My nephew vs ML - NFHN Reader

My 4 year old nephew Yali is very into Pokemon right now. He has multiple Pokemon toys and a few TCG (training card game) cards.

The other day Yali found my sick TCG cards stash, and he now has more cards than he can handle.

The problem is that Yali is too young to learn how to play the real game, so for now he invented his own game. The purpose of the game is to categorize the cards by their type (Pokemon, energy and trainer card).

He didn’t ask me how I know what type the card is, he took few cards and asked me what their types are. After few of my answers he was able to separate some cards by their type (with multiple mistakes).

At that moment I realized that my nephew is basically a machine learning algorithm and my task as an uncle is to tag the data for him.

As a geek uncle and a machine learning enthusiastic I began to write a program that will compete with Yali.

This is what a typical Pokemon cards looks like:

source: pkmncards

For a grown human being who knows how to read, it is pretty easy to tell what type the card is, It’s literally written at the top of the card. But Yali is 4 and he doesn’t know how to read. Simple OCR will solve my problem very quickly, but I didn’t want to make any assumptions. So I took the card as is and threw it to a neural network using MLP algorithm.

Getting the data was quite simple. Thanks to pkmncards I could download images of multiple cards, already separated into Yali’s categories.

A machine learning algorithm needs features, and my features were the image pixels. Using RGB color images I converted the 3 colors to one integer.

As the images are in different sizes I had to normalize them. After finding the maximum width and height of my data, I added padding of zeros to the small images.

Fast QA cycle before the real deal. I randomly took two cards of each type and ran the prediction. Using only 100 cards of each category the fitting was surprisingly fast and the predictions were awful. Then I took 500 samples for each category (excluding the energy type, which had only 130 samples) and let the fitting run.

Out of memory exception. Running the fitting code in the cloud should work, but I wanted to find out a way to use less space. The biggest image size was 800x635, which was way too much. resizing the images solved my problem.

For the real test, in addition to the regular cards, I added cards that I drew on, cut in half, painted shapes on, took a picture from my phone (which has poor camera) and other special effects. It’s important to say that I hadn’t trained the network with those cards.

I’ve tried more than a thousand models (1533 to be exact). Different image sizes, number of hidden layers (up to 3) and layer length (up to 100), image colors, read types (whole picture, top half, every other pixel and etc).

After many hours of fitting all of the models, the best score was 2 mistakes out of 25 cards (a few models had this score and each failed on different cards. all of them were grayscale version of the image).

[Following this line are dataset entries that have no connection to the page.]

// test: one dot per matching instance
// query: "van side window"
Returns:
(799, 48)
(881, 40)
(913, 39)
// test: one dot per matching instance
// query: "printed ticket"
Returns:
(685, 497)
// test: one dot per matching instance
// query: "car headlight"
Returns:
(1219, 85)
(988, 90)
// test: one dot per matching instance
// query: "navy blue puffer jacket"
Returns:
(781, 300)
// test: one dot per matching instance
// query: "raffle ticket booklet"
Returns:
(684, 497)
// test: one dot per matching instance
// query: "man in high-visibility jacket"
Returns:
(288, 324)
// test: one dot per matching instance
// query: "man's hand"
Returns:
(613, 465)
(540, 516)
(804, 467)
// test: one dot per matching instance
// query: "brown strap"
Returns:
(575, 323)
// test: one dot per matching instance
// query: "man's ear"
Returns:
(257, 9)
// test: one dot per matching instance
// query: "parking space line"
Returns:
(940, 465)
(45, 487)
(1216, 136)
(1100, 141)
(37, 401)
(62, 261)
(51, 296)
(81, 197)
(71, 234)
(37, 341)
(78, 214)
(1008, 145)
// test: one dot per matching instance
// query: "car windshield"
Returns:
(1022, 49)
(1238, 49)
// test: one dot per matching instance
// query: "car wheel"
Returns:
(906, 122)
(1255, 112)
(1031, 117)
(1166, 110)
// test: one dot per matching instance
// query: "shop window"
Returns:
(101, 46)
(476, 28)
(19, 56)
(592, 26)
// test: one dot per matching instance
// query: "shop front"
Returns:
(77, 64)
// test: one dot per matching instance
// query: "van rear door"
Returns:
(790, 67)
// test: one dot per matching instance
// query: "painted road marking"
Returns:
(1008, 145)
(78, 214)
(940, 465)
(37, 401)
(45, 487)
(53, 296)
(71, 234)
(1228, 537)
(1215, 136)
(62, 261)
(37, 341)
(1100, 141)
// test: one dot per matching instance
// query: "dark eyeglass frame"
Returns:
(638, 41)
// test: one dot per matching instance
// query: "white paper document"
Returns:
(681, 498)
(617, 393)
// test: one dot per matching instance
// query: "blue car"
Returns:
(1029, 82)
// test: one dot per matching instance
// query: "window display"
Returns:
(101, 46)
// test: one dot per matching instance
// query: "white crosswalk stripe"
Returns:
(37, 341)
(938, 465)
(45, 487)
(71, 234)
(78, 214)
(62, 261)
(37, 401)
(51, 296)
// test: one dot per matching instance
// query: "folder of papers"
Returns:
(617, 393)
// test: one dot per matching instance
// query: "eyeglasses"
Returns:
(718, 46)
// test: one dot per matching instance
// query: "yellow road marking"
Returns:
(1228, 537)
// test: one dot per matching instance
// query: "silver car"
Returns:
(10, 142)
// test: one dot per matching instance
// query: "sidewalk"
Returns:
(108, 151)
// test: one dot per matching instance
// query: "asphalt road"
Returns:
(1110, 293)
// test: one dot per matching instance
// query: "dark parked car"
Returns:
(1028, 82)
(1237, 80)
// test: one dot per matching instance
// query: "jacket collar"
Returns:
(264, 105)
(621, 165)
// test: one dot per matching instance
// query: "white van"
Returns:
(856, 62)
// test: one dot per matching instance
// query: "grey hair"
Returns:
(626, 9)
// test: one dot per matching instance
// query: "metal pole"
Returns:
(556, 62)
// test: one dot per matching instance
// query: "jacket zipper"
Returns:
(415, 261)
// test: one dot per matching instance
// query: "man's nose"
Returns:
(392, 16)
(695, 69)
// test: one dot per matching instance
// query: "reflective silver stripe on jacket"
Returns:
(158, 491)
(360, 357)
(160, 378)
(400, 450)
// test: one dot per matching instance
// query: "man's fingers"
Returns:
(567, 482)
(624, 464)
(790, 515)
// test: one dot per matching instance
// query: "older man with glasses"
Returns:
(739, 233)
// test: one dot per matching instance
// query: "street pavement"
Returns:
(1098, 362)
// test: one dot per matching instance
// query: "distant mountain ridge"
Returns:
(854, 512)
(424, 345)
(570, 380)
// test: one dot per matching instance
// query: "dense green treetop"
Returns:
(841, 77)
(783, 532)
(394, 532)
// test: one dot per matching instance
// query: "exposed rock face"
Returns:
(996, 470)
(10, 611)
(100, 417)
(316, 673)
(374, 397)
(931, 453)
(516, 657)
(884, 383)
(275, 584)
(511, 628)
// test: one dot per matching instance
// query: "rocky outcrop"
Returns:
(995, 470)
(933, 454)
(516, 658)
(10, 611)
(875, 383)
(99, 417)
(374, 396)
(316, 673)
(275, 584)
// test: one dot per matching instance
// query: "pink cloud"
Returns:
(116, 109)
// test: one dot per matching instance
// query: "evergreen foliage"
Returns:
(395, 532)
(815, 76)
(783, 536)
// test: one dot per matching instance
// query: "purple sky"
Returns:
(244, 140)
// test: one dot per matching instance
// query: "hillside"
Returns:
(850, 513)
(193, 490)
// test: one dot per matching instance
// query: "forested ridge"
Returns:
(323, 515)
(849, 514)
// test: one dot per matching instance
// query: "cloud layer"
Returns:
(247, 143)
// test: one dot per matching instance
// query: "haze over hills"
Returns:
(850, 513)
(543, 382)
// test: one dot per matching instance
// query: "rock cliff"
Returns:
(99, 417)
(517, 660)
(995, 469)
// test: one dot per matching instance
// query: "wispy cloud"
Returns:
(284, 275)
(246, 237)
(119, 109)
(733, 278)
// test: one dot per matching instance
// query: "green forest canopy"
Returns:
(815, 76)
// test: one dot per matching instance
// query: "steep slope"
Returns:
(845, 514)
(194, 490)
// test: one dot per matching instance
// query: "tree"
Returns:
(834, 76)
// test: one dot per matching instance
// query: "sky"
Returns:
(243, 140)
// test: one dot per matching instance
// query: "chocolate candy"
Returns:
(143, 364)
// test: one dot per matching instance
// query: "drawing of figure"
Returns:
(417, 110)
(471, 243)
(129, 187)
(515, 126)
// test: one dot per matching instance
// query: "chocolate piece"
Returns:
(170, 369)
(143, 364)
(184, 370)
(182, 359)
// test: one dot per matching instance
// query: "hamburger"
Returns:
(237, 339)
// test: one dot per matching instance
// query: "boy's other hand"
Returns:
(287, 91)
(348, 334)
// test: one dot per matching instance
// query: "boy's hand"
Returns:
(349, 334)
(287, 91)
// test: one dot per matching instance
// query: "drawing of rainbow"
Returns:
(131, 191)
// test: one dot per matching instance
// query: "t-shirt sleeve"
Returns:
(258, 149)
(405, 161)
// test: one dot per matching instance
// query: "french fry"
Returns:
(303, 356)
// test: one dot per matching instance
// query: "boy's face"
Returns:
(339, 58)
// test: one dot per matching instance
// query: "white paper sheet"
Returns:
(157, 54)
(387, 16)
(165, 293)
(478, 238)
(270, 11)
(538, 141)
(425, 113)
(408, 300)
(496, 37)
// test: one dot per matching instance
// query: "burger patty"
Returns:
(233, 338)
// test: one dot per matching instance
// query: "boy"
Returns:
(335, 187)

9 out of the 1533 models scored 2 mistakes.

A combination of the models would give me a score of 1 mistake if I set my threshold to be higher then 44% agreement. For the test I’ll use a 50% threshold.

Letting Yali play for a month, I came back for the test.

Win! 23 for the machine and 21 for the human.

As you can see, the mistakes only occur on energy cards. There were only 130 energy cards at pkmncards instead of thousands from the other types. Fewer samples to learn from.

Asking Yali how could he recognized some of the cards he told me that he saw some of the pokemons in TV shows or books. That’s how he reconized Raichu’s ear or knew that Vapereon is water Eevee. My program didn’t have that kind of data, the only data I had were the cards.

As our hero beat Yali in the Pokemon challenge and got the ML badge, He moves on to his next adventure.